Church-to-church, sermon-to-sermon, evangelical preachers grew less
comfortable with the fish and loaves Jesus who lived on earth, and
more committed to the angry Jesus of the future. By the 1990s, this
divine Terminator gained "most-favored Jesus status" among America’s
mega churches; and with that, even the mention of the former "social
justice" Messiah drove the socially conscious from their larger,
meaner flock.
In addition to such historical developments, there may very well
simply be an underlying, all-too-human social-psychological process at
root, one that probably plays itself out among all religious
individuals: they see in their religion what they want to see, and
deny or despise the rest. That is, religion is one big Rorschach test.
People look at the content of their religious tradition — its
teachings, its creeds, its prophet’s proclamations — and they
basically pick and choose what suits their own secular outlook.
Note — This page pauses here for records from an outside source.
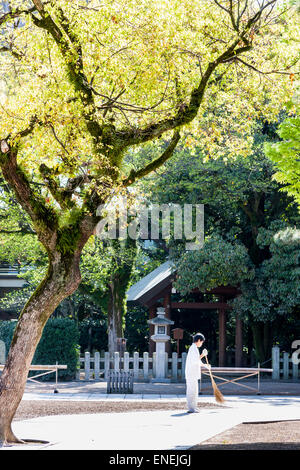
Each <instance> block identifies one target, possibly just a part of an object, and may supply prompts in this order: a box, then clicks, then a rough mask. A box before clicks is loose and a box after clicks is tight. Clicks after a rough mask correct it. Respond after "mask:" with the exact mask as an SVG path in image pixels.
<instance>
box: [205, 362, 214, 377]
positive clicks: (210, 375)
mask: <svg viewBox="0 0 300 470" xmlns="http://www.w3.org/2000/svg"><path fill="white" fill-rule="evenodd" d="M205 360H206V363H207V365H208V366H209V363H208V360H207V356H205ZM208 370H209V375H210V378H211V380H212V381H213V376H212V373H211V369H210V367H209V368H208Z"/></svg>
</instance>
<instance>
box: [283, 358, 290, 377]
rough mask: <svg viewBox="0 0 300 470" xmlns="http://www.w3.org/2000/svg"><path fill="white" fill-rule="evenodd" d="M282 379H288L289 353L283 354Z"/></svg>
mask: <svg viewBox="0 0 300 470" xmlns="http://www.w3.org/2000/svg"><path fill="white" fill-rule="evenodd" d="M283 378H284V380H288V378H289V353H286V352H285V353H283Z"/></svg>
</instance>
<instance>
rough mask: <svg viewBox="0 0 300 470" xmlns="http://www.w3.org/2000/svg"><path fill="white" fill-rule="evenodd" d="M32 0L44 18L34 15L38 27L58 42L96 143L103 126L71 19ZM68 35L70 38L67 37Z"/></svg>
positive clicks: (39, 12) (39, 1)
mask: <svg viewBox="0 0 300 470" xmlns="http://www.w3.org/2000/svg"><path fill="white" fill-rule="evenodd" d="M32 1H33V3H34V4H35V6H36V9H37V11H38V12H39V14H40V16H41V18H42V19H38V18H37V17H36V16H34V15H32V20H33V22H34V24H35V25H36V26H37V27H39V28H42V29H45V30H46V31H48V32H49V33H50V35H51V36H52V38H53V39H54V41H55V42H56V44H57V46H58V48H59V50H60V52H61V54H62V57H63V59H64V62H65V66H66V68H67V70H68V74H69V79H70V82H71V83H72V84H73V86H74V88H75V91H76V92H77V93H78V96H77V98H78V99H80V100H81V101H82V103H83V105H84V107H85V114H84V118H85V121H86V125H87V128H88V130H89V132H90V134H91V136H92V137H93V138H94V142H95V144H97V143H98V142H99V139H100V137H101V135H102V133H103V128H102V126H100V124H99V122H98V120H97V118H96V112H97V109H96V106H95V102H94V96H93V91H92V87H91V86H90V84H89V83H88V80H87V77H86V76H85V73H84V70H83V63H82V51H81V45H80V43H79V40H78V39H77V38H76V37H75V35H74V33H73V32H72V28H71V26H70V24H69V21H68V19H67V18H66V16H65V15H64V13H63V11H62V9H58V10H57V15H56V18H55V20H54V19H53V18H52V17H51V15H50V14H49V13H48V12H47V11H46V10H45V8H44V5H43V4H42V2H41V1H40V0H32ZM66 35H67V38H68V39H67V38H66V37H65V36H66Z"/></svg>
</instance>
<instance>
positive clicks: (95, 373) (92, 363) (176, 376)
mask: <svg viewBox="0 0 300 470" xmlns="http://www.w3.org/2000/svg"><path fill="white" fill-rule="evenodd" d="M155 356H156V353H153V357H150V356H149V353H147V352H144V353H142V354H139V353H138V352H134V353H133V354H132V355H130V354H129V353H128V352H125V353H124V356H123V357H121V356H120V354H119V353H118V352H116V353H114V356H113V358H110V357H109V353H108V352H105V353H104V354H100V353H99V352H95V354H94V355H93V356H92V355H91V354H90V353H89V352H86V353H85V354H84V357H81V358H80V369H79V370H78V371H77V379H78V380H99V379H101V378H102V379H103V378H104V379H107V372H108V370H125V371H129V370H130V371H132V372H133V377H134V380H135V381H146V382H147V381H149V380H151V379H152V378H155V375H156V371H155ZM186 356H187V353H182V355H181V357H178V355H177V353H176V352H173V353H172V357H168V354H167V353H166V354H165V359H166V360H165V376H166V378H170V379H171V380H172V381H173V382H180V381H184V380H185V374H184V370H185V361H186ZM297 357H299V358H300V354H298V356H297V354H296V353H295V352H294V353H293V354H291V355H290V354H289V353H287V352H283V353H280V349H279V347H278V346H274V347H273V348H272V369H273V372H272V379H274V380H280V379H283V380H300V365H299V363H300V360H299V359H297Z"/></svg>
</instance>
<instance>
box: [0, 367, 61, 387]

They
see in their faith what they want to see as they live their daily
lives, and simultaneously ignore the rest. And as is the case for most
White Evangelical Christians, what they are ignoring is actually the
very heart and soul of Jesus’s message — a message that emphasizes
sharing, not greed. Peace-making, not war-mongering. Love, not
violence.
Of course, conservative Americans have every right to support
corporate greed, militarism, gun possession, and the death penalty,
and to oppose welfare, food stamps, health care for those in need,
etc. — it is just strange and contradictory when they claim these
positions as somehow "Christian." They aren’t.